Распахивается дверь, и в комнату входят четверо мужчин. Я заслоняю глаза от ослепительного света и камер.
– Вернон Грегори Литтл? – спрашивает один из них. Типа – приехали.
Я смог бы вытерпеть полный коридор народу, и все на меня смотрят: если бы только одной из них была Тейлор. Но она не смотрит на меня. Ни полвзгляда. Она прильнула к плечу улыбающегося во весь рот оператора и слушает запись через наушник, подсоединенный к торчащим из ее жакета проводам.
Потом она хихикает, прямо в микрофон.
– Это та-ак заводит! Ты правда считаешь, что я смогу вести настоящее шоу? Типа, господи, Лалито…
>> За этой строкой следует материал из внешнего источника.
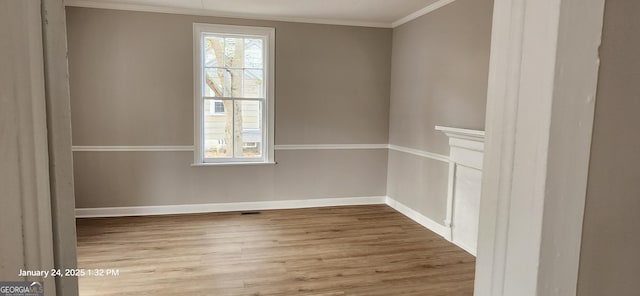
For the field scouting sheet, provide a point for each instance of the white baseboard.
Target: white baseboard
(419, 218)
(227, 207)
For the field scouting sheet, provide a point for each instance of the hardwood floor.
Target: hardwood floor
(360, 250)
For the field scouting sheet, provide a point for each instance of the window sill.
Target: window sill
(232, 164)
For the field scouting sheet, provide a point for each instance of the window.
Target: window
(216, 108)
(233, 94)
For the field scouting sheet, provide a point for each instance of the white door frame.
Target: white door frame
(25, 205)
(541, 97)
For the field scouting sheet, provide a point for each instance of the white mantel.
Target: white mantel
(465, 179)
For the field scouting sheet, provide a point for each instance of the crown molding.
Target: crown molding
(205, 12)
(213, 13)
(426, 10)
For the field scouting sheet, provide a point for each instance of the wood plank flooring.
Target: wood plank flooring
(360, 250)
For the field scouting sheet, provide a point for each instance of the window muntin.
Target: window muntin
(234, 71)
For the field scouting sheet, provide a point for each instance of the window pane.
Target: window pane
(248, 126)
(214, 82)
(213, 51)
(234, 52)
(253, 50)
(233, 83)
(218, 130)
(213, 107)
(253, 84)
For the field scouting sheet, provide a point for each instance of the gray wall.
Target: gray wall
(609, 263)
(440, 65)
(131, 84)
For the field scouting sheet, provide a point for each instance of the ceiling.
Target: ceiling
(373, 13)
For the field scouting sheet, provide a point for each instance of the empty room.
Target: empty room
(335, 147)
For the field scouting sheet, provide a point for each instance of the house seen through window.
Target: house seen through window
(233, 94)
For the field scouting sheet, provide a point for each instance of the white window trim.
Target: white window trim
(269, 106)
(212, 108)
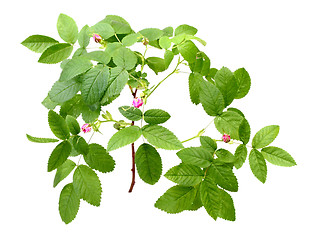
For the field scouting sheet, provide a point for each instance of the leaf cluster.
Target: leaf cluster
(92, 79)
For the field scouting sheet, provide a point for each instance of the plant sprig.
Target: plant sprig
(93, 78)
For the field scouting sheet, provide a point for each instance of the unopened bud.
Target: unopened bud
(97, 38)
(86, 128)
(226, 138)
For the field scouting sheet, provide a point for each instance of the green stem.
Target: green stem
(117, 38)
(200, 133)
(175, 70)
(143, 60)
(88, 143)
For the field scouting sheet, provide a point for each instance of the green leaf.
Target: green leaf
(69, 203)
(197, 203)
(99, 159)
(99, 56)
(56, 53)
(87, 185)
(226, 208)
(258, 165)
(190, 37)
(131, 113)
(80, 145)
(59, 155)
(64, 91)
(210, 197)
(104, 29)
(211, 98)
(72, 107)
(152, 34)
(240, 155)
(119, 24)
(168, 56)
(131, 39)
(243, 80)
(63, 171)
(79, 53)
(83, 37)
(41, 140)
(176, 199)
(195, 81)
(185, 174)
(197, 156)
(125, 58)
(228, 123)
(237, 111)
(124, 137)
(165, 42)
(156, 64)
(244, 131)
(225, 156)
(58, 125)
(148, 163)
(94, 84)
(188, 50)
(278, 156)
(208, 143)
(89, 115)
(49, 104)
(67, 28)
(118, 80)
(185, 29)
(168, 31)
(223, 175)
(156, 116)
(265, 136)
(73, 125)
(161, 137)
(201, 64)
(227, 84)
(74, 68)
(38, 43)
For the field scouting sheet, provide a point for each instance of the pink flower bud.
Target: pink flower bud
(137, 102)
(226, 138)
(145, 41)
(86, 128)
(97, 38)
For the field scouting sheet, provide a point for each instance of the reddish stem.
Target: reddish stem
(133, 156)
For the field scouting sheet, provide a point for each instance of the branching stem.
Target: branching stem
(133, 155)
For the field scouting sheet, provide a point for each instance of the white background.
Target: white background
(273, 40)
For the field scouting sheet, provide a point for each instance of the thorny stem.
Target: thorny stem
(175, 70)
(133, 156)
(88, 143)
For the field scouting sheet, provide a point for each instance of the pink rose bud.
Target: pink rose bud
(226, 138)
(86, 128)
(97, 38)
(145, 41)
(137, 102)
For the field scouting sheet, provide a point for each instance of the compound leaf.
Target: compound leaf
(99, 159)
(148, 163)
(87, 185)
(69, 203)
(124, 137)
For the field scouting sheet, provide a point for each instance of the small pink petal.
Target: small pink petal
(226, 138)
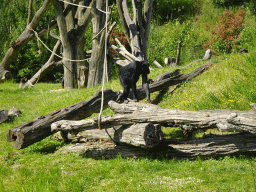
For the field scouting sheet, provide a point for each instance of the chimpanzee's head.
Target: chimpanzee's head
(144, 66)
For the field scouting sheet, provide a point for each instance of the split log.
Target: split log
(224, 120)
(39, 128)
(209, 146)
(145, 135)
(167, 75)
(6, 116)
(160, 85)
(157, 64)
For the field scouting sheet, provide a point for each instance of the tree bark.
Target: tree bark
(136, 29)
(39, 128)
(27, 35)
(209, 146)
(20, 135)
(141, 135)
(6, 116)
(224, 120)
(97, 57)
(44, 69)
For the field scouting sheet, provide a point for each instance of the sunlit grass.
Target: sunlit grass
(40, 167)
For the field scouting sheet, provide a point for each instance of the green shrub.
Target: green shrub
(225, 34)
(165, 10)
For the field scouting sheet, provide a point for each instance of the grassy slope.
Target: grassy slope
(40, 168)
(228, 84)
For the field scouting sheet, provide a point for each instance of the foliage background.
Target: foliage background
(172, 21)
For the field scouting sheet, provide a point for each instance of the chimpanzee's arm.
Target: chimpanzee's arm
(146, 86)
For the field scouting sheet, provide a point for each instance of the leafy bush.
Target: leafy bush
(225, 34)
(228, 3)
(165, 10)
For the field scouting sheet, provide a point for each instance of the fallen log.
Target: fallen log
(208, 146)
(6, 116)
(160, 85)
(224, 120)
(39, 128)
(145, 135)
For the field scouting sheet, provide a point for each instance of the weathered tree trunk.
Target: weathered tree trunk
(72, 34)
(142, 135)
(46, 67)
(209, 146)
(136, 29)
(79, 111)
(6, 115)
(97, 57)
(224, 120)
(27, 35)
(39, 128)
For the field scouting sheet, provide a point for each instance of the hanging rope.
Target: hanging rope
(36, 34)
(84, 6)
(104, 69)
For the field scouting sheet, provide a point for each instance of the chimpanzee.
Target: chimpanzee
(129, 75)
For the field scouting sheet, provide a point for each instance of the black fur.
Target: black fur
(129, 75)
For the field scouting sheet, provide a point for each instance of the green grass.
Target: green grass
(40, 167)
(228, 84)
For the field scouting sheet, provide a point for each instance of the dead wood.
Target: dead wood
(39, 128)
(224, 120)
(143, 135)
(209, 146)
(6, 116)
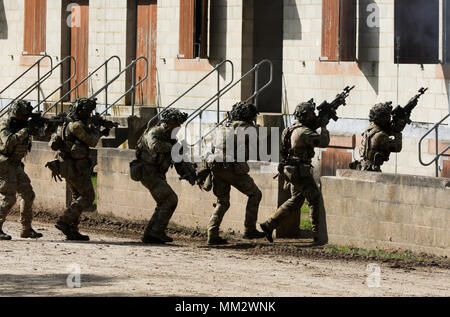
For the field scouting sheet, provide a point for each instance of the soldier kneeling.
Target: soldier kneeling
(15, 143)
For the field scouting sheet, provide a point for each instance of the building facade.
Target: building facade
(388, 49)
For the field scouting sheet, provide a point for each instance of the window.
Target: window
(338, 30)
(193, 29)
(35, 27)
(416, 38)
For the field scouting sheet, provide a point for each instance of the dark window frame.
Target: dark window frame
(193, 36)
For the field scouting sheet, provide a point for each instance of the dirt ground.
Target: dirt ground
(114, 264)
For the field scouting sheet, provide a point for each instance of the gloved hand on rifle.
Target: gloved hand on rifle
(105, 132)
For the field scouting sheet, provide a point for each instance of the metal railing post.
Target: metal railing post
(438, 154)
(106, 89)
(133, 86)
(39, 83)
(218, 96)
(256, 86)
(437, 151)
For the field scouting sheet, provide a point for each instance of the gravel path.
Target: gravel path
(112, 266)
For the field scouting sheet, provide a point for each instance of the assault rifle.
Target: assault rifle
(328, 110)
(401, 115)
(187, 171)
(37, 123)
(98, 121)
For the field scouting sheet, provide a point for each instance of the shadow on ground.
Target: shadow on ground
(45, 284)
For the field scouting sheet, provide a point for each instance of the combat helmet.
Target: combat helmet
(380, 112)
(244, 111)
(83, 104)
(21, 108)
(303, 109)
(174, 116)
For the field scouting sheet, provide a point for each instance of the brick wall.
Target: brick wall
(375, 74)
(50, 196)
(370, 210)
(120, 196)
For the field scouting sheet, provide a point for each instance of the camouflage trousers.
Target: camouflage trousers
(223, 179)
(166, 199)
(83, 194)
(304, 187)
(367, 165)
(13, 179)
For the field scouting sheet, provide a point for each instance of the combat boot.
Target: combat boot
(166, 238)
(216, 241)
(30, 233)
(151, 236)
(151, 240)
(77, 236)
(254, 234)
(267, 232)
(4, 236)
(70, 231)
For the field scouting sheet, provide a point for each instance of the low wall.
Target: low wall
(50, 195)
(365, 209)
(120, 196)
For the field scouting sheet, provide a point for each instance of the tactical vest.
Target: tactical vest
(366, 152)
(68, 144)
(19, 151)
(303, 153)
(144, 153)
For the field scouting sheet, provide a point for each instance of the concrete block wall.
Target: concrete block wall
(375, 74)
(50, 195)
(14, 63)
(369, 210)
(120, 196)
(176, 75)
(107, 37)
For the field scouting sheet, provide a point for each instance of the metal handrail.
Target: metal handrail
(257, 92)
(35, 85)
(219, 90)
(38, 62)
(67, 58)
(438, 155)
(133, 84)
(104, 64)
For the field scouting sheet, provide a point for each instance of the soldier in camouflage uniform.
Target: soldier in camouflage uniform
(379, 139)
(15, 143)
(154, 159)
(297, 168)
(73, 141)
(226, 174)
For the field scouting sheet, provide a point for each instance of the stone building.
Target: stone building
(388, 49)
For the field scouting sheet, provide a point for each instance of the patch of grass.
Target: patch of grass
(305, 209)
(379, 252)
(94, 183)
(305, 224)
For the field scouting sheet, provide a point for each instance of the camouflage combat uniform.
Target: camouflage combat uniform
(376, 147)
(380, 139)
(15, 143)
(154, 159)
(297, 170)
(74, 165)
(226, 174)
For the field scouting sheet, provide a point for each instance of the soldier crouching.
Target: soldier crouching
(73, 141)
(379, 140)
(297, 168)
(153, 160)
(15, 143)
(227, 173)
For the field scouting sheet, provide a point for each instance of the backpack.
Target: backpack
(286, 141)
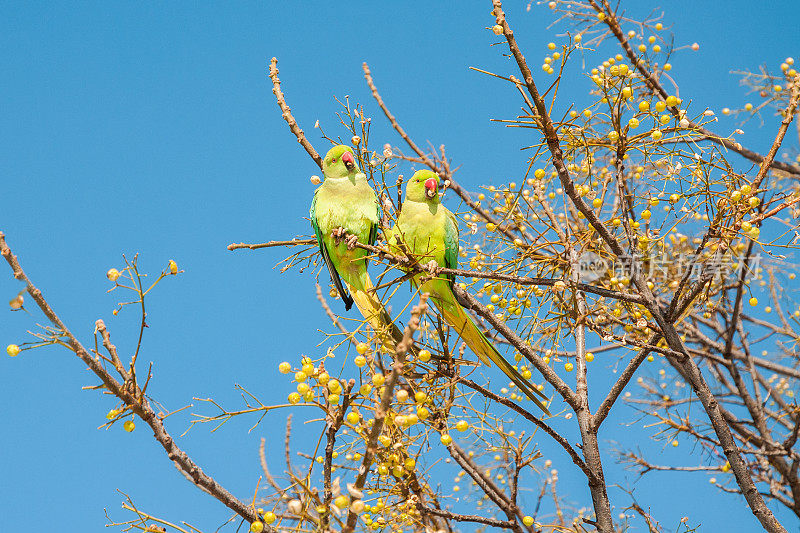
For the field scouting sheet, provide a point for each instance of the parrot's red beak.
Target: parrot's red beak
(348, 160)
(431, 187)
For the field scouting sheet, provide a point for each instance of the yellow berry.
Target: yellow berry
(341, 502)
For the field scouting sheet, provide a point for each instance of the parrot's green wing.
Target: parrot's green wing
(451, 244)
(346, 298)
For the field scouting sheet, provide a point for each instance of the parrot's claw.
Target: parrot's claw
(337, 234)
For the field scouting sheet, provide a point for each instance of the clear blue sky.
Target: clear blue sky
(151, 128)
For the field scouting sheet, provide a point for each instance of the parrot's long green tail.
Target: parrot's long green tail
(374, 312)
(457, 317)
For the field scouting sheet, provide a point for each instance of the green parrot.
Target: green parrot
(428, 231)
(345, 202)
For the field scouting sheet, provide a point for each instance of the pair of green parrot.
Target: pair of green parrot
(425, 229)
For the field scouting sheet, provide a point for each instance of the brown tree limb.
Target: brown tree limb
(140, 406)
(286, 112)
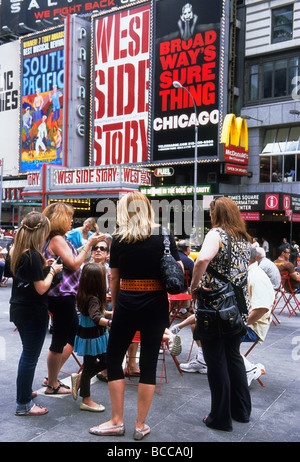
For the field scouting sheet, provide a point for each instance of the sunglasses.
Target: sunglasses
(101, 248)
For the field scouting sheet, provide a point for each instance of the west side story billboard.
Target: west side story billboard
(189, 49)
(121, 86)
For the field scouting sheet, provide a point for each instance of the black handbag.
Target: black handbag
(219, 313)
(172, 275)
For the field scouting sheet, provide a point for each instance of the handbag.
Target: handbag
(172, 275)
(218, 311)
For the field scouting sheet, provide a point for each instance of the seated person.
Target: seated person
(262, 295)
(196, 364)
(184, 251)
(283, 264)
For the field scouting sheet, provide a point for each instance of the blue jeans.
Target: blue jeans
(32, 337)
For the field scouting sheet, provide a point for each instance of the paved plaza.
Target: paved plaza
(176, 415)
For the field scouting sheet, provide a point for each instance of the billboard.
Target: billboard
(9, 106)
(25, 16)
(42, 90)
(188, 51)
(121, 86)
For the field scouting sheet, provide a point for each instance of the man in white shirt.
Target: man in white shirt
(262, 295)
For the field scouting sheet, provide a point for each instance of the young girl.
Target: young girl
(32, 278)
(92, 337)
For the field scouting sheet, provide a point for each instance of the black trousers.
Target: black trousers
(230, 396)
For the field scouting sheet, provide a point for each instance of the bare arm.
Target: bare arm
(42, 286)
(59, 247)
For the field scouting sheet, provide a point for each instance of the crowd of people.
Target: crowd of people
(99, 292)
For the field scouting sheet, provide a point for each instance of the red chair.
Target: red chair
(162, 357)
(287, 295)
(246, 354)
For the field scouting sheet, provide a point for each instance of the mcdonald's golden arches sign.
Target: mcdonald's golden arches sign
(234, 145)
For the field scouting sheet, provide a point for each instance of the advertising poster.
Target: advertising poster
(121, 86)
(42, 100)
(28, 15)
(187, 50)
(9, 106)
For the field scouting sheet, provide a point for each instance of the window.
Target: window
(280, 158)
(282, 24)
(271, 79)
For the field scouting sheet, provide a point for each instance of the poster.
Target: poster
(187, 50)
(42, 99)
(121, 86)
(9, 106)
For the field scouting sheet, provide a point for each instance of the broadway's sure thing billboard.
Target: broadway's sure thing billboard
(187, 50)
(42, 71)
(121, 86)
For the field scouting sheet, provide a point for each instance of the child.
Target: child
(92, 337)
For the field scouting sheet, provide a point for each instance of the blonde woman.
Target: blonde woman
(32, 278)
(140, 303)
(62, 297)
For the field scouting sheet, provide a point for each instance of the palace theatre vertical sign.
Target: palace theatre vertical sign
(121, 86)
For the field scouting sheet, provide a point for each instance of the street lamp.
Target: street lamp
(179, 85)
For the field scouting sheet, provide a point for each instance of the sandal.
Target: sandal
(35, 410)
(114, 430)
(44, 384)
(56, 390)
(139, 433)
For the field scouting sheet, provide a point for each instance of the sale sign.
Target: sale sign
(121, 86)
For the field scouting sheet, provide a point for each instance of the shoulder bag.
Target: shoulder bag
(218, 311)
(172, 275)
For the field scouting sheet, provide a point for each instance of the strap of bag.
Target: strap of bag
(166, 241)
(216, 273)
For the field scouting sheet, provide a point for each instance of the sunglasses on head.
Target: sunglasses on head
(100, 247)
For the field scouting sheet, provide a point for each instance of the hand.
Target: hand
(57, 267)
(95, 238)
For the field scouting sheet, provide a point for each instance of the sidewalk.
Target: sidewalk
(176, 416)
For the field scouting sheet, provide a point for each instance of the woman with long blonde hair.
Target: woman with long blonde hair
(140, 303)
(32, 278)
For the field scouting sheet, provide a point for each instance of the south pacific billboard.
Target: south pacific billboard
(188, 51)
(121, 86)
(42, 91)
Меня уводят прочь от ее нетерпеливо ерзающей жопки, на которой, должно быть, еще не успели обсохнуть ни моя влага, ни мои мечты. Вслед мне по коридору несется ее беззаботный смех. Люди у входа в отель замолкают, когда мимо них проводят меня, в браслетах и ножных кандалах. Слышно, как в холле шуршат под струями воздуха из кондиционеров пальмы, так становится тихо. Тихо и стыло – не мне вам говорить. В аэропорту меня ждет самолет. Сразу видно, что в этот репортаж кто-то вложил лишнюю пару долларов. Типа, не так-то просто будет сказать какому-нибудь крутому телеведущему, что, мол, извините, произошло досадное недоразумение. Телеведущие всего мира просто усрутся со смеху, если ты попытаешься втереть им что-нибудь в этом духе. Я пытаюсь придумать себе какой-нибудь пирог со сливками. И ни хуя подобного у меня не выходит. Вместо этого я захлебываюсь авиационным дезодорантом и прощальным воем турбин, как когда-то давным-давно, когда бабуля уезжала на север. В соседнем терминале видно, как засидевшиеся за время полета пассажиры неловко шаркают к раздаточному транспортеру, получать багаж. А я запаян в металлической трубе с двумя судебными исполнителями по бокам, которые выбирают темы для разговора но принципу максимально возможного контраста с тем говном, в котором я сижу по уши. Про машину, про ужин в ресторане, про общую политическую ситуацию. Один из них пердит.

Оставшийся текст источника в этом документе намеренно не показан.